From the moment he signs his big contract with the NFL, Clay Blackwell's talents plunge him into a realm of ruthlessness, lawlessness and a conspiracy that makes playing for the Ruffians of Birmingham, Alabama, the most dangerous job a man could have.
Tim Green, for many years a star defensive end with the Atlanta Falcons, is a man of many talents. He's the author of such gripping books for adults as the New York Times bestselling The Dark Side of the Game and a dozen suspense novels, including Exact Revenge and Kingdom Come. Tim graduated covaledictorian from Syracuse University and was a first-round NFL draft pick. He later earned his law degree with honors. Tim has worked as an NFL analyst for FOX Sports and as an NFL commentator for National Public Radio, among other broadcast experience. He lives with his wife, Illyssa, and their five children in upstate New York. Football Genius is his first novel for young readers. For more updates, visit www.facebook.com/authortimgreen
I remember Tim Green when he played for Syracuse and then Atlanta. Being from Syracuse, I’m a big Orange fan. Bob Costas hit the nail on the head when he said, of Green, “One is considered fortunate to be blessed with either brain or brawn. Tim Green has been blessed with both.” This is the first book I’ve read by Green. It’s a fantastic book about football as a rookie in the NFL. So many thoughts went through my head when I was reading. How much of this book was autobiographic? I hope almost none of it. OK, I hope only the good things. Reading this book, I can see this actually happening to a great NFL player. That’s why I wondered if some of it isn’t based on Green’s experiences. If you are a big football fan, better yet, if you have played the game, this is a really great book for you. It’s a little bit Hollywood at the end, but it isn’t too unrealistic. I think I’m going to read another book by Green. I’m impressed!

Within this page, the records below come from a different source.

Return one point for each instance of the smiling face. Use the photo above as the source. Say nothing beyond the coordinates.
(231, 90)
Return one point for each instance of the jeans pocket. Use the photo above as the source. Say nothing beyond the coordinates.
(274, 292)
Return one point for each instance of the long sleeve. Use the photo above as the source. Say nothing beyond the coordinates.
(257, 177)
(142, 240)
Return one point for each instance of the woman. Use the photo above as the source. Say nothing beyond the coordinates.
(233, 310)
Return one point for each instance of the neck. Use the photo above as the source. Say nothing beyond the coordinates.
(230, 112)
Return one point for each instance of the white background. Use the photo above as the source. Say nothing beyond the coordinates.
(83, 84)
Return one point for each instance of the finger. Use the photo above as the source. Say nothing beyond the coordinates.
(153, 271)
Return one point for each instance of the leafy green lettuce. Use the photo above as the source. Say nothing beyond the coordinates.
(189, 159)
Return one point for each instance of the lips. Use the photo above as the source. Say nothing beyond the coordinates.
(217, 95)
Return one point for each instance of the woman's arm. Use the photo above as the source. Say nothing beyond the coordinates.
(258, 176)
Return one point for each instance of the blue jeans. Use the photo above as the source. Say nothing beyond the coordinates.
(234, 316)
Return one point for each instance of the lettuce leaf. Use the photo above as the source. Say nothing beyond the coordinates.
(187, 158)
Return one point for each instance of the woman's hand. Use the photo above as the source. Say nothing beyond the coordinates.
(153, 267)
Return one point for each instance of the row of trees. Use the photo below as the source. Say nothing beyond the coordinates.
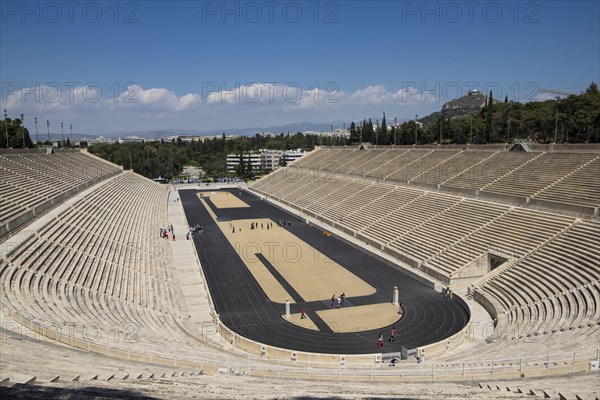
(166, 159)
(575, 119)
(14, 134)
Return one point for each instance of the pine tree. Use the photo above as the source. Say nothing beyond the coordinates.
(489, 119)
(383, 135)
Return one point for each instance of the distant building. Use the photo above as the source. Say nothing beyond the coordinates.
(292, 155)
(252, 159)
(264, 160)
(131, 139)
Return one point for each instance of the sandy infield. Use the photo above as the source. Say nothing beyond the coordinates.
(306, 269)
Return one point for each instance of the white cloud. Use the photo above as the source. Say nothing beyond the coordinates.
(92, 108)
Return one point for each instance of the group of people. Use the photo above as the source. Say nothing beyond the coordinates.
(338, 301)
(262, 225)
(447, 292)
(254, 225)
(392, 339)
(164, 232)
(194, 229)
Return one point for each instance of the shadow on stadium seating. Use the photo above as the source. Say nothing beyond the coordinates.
(20, 391)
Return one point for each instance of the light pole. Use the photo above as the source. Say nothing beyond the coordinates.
(441, 124)
(23, 128)
(36, 135)
(361, 132)
(508, 133)
(416, 126)
(556, 121)
(471, 130)
(6, 126)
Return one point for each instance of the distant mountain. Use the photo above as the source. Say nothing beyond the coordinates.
(469, 103)
(291, 128)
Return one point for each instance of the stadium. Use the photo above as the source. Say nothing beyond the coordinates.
(484, 258)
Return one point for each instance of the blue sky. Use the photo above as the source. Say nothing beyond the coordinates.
(126, 66)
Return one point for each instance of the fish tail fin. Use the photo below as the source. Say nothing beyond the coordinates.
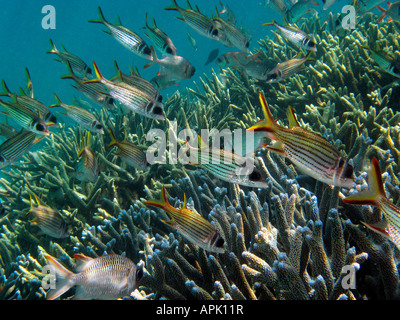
(375, 188)
(384, 13)
(102, 19)
(71, 74)
(173, 7)
(84, 142)
(59, 104)
(7, 91)
(269, 23)
(155, 58)
(29, 84)
(64, 278)
(113, 139)
(99, 76)
(268, 123)
(53, 47)
(162, 203)
(292, 118)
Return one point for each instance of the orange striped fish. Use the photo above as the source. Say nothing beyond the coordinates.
(389, 226)
(190, 224)
(311, 153)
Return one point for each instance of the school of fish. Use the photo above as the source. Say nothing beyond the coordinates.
(114, 276)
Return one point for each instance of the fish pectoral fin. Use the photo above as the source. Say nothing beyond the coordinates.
(170, 222)
(276, 147)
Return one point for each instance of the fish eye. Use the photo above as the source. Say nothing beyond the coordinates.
(39, 127)
(220, 242)
(157, 110)
(139, 274)
(255, 176)
(347, 171)
(147, 51)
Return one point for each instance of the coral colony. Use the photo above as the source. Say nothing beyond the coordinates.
(294, 238)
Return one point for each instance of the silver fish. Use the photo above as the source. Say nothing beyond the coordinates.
(15, 147)
(77, 63)
(133, 98)
(88, 167)
(212, 56)
(81, 116)
(197, 21)
(32, 104)
(176, 66)
(129, 39)
(287, 68)
(94, 91)
(107, 277)
(233, 34)
(295, 36)
(160, 39)
(48, 220)
(25, 117)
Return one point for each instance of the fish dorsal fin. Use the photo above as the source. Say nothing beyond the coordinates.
(202, 143)
(81, 261)
(184, 206)
(292, 118)
(375, 178)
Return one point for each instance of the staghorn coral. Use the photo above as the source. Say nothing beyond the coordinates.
(287, 241)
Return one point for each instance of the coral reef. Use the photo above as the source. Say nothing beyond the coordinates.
(290, 240)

This book started out with some glaring grammatical errors, and I was thinking the quality of the writing was going to be poor for the whole book. It actually picked up as the story got going, and for the main part it's a gripping read as Clay faces various pressures of being not just an NFL player, but a first round draft pick, with impossible expectations to live up to.
I thought the ridiculously over-the-top head coach was JUST this side of being too unbelievable. It's hard to see why all the other coaches would stand by and let him abuse them and the players so much. We know that the one coach is scared of not getting another job, but still...
One drawback to the book is that the football scenes, while done well, are full of jargon familiar to coaches, players and hardcore fans of the game, but will be difficult for an average NFL fan like myself, or a non-fan, to understand.
Also, the ending is a little bit rushed and incomplete. With Green having set up certain conflicts and tensions, I was expecting a better, and more satisfying conclusion.
I read the Kindle version, which is riddled with typos. Some are amusing - Mel Kiper becomes Mel Kipper. But at one point there's a flurry of them:
"It was always easier to crush a flayer's morale than it was to raise it, and that was how le ran players off. He simply crushed their morale. That was what he would do with Clay Blackwell. He mew Blackwell's type."
I suspect the paperback version was scanned into a computer program to convert to Kindle text, and no one bothered to check the results too closely.
This was not Tim Green’s best work but I believe it was his first book. I have read a lot of his work and he is still one of my favorite authors but I can definitely see how much his writing has improved since 1993. I still enjoyed this one but not as much as his later work. I also hope there was nothing even close to real life with his experience in the NFL.
Heavy on football jargon. Rampant steroid use and ugly viciousness...wrapped up in less than 10 paragraphs in the last chapter...like the author was as tired of it as I was.
Enjoyable story about an ill-fated fictional NFL team that finally begins to win games after a maverick owner hires a do-anything-to-win coach. Soon nearly all the players are on the juice. The main character, a superstar in his own right, resists the pressure to take Steroids and the coach benches him until he finally gives in.
Interesting fictional journey into the "what-ifs." Although the main character is clearly autobiographical in many, many ways, nothing else about this book appears true. Still, if anyone knows enough about football to write such a novel, it's Tim Green.
This is the first book Tim Green wrote. If it was the first book of his I read, I wouldn't have bothered with the rest! It is pure football without murder, mayhem, blackmail etc.. I'm just not a football type of gal! It did have the steroids aspect, but otherwise it was football, football and more football!